Abstract 536: Targeting PRPK and TOPK for skin cancer prevention and therapy

Abstract

Abstract Solar ultraviolet (sUV) irradiation is a major environmental carcinogen that can cause inflammation and skin cancer. The costs and morbidity associated with skin cancer are increasing, thus identifying molecules that can help prevent skin carcinogenesis is important. In this study, we identified the p53-related protein kinase (PRPK) as a novel oncogenic protein that is phosphorylated by the T-LAK cell-originated protein kinase (TOPK). Knockdown of TOPK inhibited PRPK phosphorylation and conferred resistance to solar simulated light (SSL)-induced skin carcinogenesis in mouse models.

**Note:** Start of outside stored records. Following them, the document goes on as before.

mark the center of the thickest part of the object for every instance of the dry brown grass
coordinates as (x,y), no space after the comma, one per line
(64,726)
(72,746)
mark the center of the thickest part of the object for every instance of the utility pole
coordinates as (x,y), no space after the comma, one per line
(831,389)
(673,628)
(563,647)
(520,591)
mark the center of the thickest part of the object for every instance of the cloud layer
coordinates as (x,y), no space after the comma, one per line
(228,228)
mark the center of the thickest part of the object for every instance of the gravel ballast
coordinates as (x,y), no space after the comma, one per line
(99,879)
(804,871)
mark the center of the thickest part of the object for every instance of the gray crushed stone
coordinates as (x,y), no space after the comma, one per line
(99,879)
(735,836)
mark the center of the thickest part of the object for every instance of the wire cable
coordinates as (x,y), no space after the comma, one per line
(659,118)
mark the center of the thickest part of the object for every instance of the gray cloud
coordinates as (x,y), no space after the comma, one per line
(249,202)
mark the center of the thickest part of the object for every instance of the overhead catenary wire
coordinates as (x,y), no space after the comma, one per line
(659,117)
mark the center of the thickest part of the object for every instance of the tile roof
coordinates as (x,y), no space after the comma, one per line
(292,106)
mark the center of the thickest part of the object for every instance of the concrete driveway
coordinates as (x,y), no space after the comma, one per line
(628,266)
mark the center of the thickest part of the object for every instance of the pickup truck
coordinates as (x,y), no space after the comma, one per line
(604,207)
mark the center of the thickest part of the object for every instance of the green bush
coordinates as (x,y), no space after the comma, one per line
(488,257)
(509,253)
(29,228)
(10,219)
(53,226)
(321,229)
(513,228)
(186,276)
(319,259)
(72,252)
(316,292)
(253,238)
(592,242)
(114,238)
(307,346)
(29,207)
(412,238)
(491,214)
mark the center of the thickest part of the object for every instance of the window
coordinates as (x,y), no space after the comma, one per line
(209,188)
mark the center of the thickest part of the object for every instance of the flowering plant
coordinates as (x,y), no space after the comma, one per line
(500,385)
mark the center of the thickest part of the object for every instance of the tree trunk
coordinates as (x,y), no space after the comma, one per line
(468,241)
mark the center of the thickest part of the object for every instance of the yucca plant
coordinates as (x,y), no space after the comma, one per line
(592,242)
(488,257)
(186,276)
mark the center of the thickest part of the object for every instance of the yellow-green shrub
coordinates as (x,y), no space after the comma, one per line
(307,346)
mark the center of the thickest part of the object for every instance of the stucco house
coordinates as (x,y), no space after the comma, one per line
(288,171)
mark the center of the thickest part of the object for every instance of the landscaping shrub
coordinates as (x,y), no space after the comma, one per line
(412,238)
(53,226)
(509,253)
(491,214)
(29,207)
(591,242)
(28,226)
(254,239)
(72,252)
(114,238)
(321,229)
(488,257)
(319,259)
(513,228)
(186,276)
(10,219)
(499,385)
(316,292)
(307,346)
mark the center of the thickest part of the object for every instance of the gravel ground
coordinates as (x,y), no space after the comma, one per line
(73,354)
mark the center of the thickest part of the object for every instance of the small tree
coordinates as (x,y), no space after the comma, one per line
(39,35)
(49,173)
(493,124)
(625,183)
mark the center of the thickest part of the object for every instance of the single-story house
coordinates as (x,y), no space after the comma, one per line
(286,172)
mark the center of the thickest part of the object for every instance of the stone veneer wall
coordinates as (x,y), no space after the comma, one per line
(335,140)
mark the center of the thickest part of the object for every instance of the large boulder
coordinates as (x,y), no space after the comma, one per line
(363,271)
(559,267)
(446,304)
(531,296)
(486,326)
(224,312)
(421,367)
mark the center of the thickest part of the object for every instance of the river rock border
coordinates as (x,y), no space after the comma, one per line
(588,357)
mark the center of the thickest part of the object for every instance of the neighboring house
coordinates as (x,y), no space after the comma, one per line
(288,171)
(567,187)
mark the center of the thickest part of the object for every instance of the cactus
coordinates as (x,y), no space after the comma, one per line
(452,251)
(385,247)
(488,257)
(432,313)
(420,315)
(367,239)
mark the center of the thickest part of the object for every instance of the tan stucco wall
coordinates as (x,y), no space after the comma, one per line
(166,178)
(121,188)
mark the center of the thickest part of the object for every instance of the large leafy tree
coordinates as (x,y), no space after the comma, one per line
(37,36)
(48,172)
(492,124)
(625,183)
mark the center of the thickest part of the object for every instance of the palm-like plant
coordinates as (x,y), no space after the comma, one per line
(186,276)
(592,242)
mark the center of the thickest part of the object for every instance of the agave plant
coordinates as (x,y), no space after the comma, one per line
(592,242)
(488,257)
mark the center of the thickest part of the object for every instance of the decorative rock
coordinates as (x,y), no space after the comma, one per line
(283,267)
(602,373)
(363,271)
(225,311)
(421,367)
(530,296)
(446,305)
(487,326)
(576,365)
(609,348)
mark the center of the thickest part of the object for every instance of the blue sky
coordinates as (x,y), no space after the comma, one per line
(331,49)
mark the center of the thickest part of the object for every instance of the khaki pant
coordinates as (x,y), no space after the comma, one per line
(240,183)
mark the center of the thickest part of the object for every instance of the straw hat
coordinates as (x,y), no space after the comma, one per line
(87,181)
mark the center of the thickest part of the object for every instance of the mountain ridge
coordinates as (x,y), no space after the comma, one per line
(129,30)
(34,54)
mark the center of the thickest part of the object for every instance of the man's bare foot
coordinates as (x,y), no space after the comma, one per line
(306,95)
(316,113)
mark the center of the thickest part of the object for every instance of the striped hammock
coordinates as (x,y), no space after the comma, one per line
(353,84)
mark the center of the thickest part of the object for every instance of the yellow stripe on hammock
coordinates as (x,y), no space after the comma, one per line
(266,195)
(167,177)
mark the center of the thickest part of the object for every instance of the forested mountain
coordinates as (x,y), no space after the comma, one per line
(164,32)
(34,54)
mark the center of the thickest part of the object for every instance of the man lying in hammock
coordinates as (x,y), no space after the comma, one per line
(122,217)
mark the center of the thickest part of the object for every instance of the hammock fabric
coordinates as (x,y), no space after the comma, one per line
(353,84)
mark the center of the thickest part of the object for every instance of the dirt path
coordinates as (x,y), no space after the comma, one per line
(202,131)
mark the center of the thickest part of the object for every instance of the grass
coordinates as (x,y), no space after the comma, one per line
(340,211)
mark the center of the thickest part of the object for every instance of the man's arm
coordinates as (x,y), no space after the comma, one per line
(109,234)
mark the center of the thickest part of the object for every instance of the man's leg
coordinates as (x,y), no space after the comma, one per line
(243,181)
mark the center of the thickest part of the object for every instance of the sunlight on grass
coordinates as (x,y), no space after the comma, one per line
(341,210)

In the clinic, acute SSL irradiation significantly increased epidermal thickness as well as total protein and phosphorylation levels of TOPK and PRPK in human skin tissues. We identified two PRPK inhibitors, FDA-approved rocuronium bromide (Zemuron®) or betamethasone 17-valerate (Betaderm®) that could attenuate TOPK-dependent PRPK signaling. Importantly, topical application of either rocuronium or betamethasone attenuated SSL-induced epidermal hyperplasia, neovascularization and cutaneous squamous cell carcinoma (cSCC) development in SKH1 (Crl: SKH1-Hrhr) hairless mice by inhibiting PRPK activation, and also reduced expression of the proliferation and oncogenesis markers COX-2, cyclin D1 and MMP-9. This study is the first to demonstrate that PRPK- targeted therapy could be useful against sUV-induced cSCC. Citation Format: Eunmiri Roh, Mee-Hyun Lee, Tatyana A. Zykova, Feng Zhu, Hong-Gyum Kim, Ki Beom Bae, Yong Yeon Cho, Ann M. Bode, Zigang Dong. Targeting PRPK and TOPK for skin cancer prevention and therapy [abstract]. In: Proceedings of the American Association for Cancer Research Annual Meeting 2018; 2018 Apr 14-18; Chicago, IL. Philadelphia (PA): AACR; Cancer Res 2018;78(13 Suppl):Abstract nr 536.